SyslogDecode — a new open source library from Microsoft for processing Syslog messages

(with contributions by Georgi Chkodrov)
Github repo: https://github.com/microsoft/SyslogDecode

What is Syslog?

No, not this kind. Like this one:

Syslog is a logging protocol. Basically, syslog is a stream of text messages, somewhat structured.
So - what’s the big deal?- you may ask. Just a text log, one of many.
Well, for one thing, Syslog is really important, because it is ubiquitous — it is almost everywhere.
On Linux — the syslogd (lately rsyslog or syslog-ng) is the most common logger for Linux and Unix. Syslog is also widely used by networking devices (routers, switches) that don’t have their own UI or log storage — they just send syslog messages over UDP/514 to the target listening server.
Likely quite a few Syslog messages were produced while this Web page that you read now was built and delivered to your browser.

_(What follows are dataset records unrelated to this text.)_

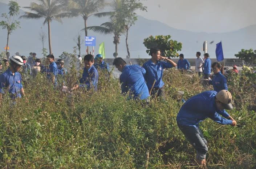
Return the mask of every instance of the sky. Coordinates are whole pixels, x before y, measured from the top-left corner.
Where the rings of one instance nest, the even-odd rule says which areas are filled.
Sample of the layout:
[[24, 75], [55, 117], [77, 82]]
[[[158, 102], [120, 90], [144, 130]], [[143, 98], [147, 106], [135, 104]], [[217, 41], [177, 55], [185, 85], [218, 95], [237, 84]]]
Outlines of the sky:
[[[21, 6], [36, 0], [16, 0]], [[9, 0], [0, 0], [8, 3]], [[110, 0], [107, 0], [110, 1]], [[255, 0], [142, 0], [148, 12], [137, 13], [179, 29], [227, 32], [256, 24]]]

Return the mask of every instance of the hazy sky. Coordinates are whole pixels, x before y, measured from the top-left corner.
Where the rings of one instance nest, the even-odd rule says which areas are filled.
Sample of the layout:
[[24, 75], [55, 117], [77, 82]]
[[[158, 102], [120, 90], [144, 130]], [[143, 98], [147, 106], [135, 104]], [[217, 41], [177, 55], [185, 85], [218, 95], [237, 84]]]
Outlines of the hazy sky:
[[[9, 0], [0, 0], [8, 3]], [[28, 6], [31, 0], [17, 0]], [[111, 1], [109, 0], [107, 1]], [[225, 32], [256, 24], [255, 0], [146, 0], [148, 12], [137, 13], [178, 29]]]

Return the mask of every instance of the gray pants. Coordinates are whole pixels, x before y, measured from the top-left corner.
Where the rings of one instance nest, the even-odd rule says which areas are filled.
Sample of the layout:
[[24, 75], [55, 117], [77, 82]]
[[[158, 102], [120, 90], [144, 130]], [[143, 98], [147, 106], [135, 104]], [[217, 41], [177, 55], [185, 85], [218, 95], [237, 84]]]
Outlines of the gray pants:
[[199, 126], [197, 129], [194, 126], [181, 125], [178, 122], [177, 124], [186, 138], [196, 150], [196, 159], [199, 160], [205, 159], [206, 153], [208, 152], [207, 141], [204, 138]]

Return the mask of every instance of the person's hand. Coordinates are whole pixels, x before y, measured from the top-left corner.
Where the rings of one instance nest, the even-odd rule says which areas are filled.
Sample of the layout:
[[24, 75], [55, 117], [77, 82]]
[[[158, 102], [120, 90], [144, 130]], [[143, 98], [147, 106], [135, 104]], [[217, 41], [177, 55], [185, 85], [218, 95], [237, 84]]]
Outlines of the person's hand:
[[162, 60], [166, 60], [167, 59], [166, 57], [165, 57], [164, 56], [160, 56], [160, 59]]
[[236, 122], [235, 120], [233, 120], [232, 121], [232, 124], [231, 125], [231, 126], [234, 126], [236, 125]]

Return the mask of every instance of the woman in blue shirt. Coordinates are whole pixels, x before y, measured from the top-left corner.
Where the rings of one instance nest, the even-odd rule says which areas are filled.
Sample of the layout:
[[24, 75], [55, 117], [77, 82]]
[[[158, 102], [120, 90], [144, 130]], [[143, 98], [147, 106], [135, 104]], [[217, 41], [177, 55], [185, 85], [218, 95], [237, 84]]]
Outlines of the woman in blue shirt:
[[212, 85], [214, 90], [217, 92], [222, 90], [228, 90], [227, 79], [223, 75], [224, 70], [222, 64], [219, 62], [215, 62], [212, 65], [212, 68], [214, 76], [212, 80], [206, 81], [208, 81], [208, 84]]

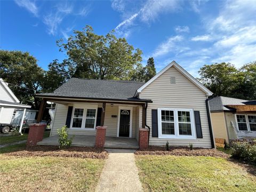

Producing syslog messages is easy, that’s what made it so popular. The problems come on collection side at enterprise scale — when you have many, many devices/apps producing syslog, and you need to collect them at the central syslog server and save in a persistent storage of some kind. And not only store, but make it searchable, so that you can find this needle in a haystack.

There are syslog servers available in the market — both free and commercial products (see links at the end of the article). But we did not find them satisfactory for our search requirements at our scale.
This article gives a brief overview of Syslog, the challenges it brings in enterprise, and the solution we share.

Who we are

Syslog — quick overview

<14>Mar 3 20:27:49 Corp-Server-X2 snmp#supervisord: WARNING: Invalid mgmt IP 22.111.33.44,2234:23d5:e0:25a3::55

Just by looking at the message, we can guess some elements — it contains a timestamp, probably a machine name (host), and a textual warning at the end; there are 2 IP addresses inside the text. So the structure is like:

<PRI> TimeStamp HostName ProcId: MESSAGE

The PRI segment is interesting: the integer number inside the angle brackets (14) is an encoded combination of 2 values: Facility and Severity. What these are is not important for us now, but it’s worth noting that these 2 distinct and informationally important values are hidden inside a single integer. Clearly this makes it quite challenging to search for specific Severity values in a big pile of messages.
When sending over the network, Syslog messages are usually transmitted over UDP protocol, port 514. This is a common (standard) arrangement.
And that’s it about Syslog basics — just form a message with ‘standard’ parts and send it over UDP.

So, what’s the problem?

- RFC-3164 — overview of established practices (2001)
- RFC-5424 — actual standard (2009)

Interesting fact: RFC-5424, the actual standard, is not backward compatible with typical patterns described in RFC=3164.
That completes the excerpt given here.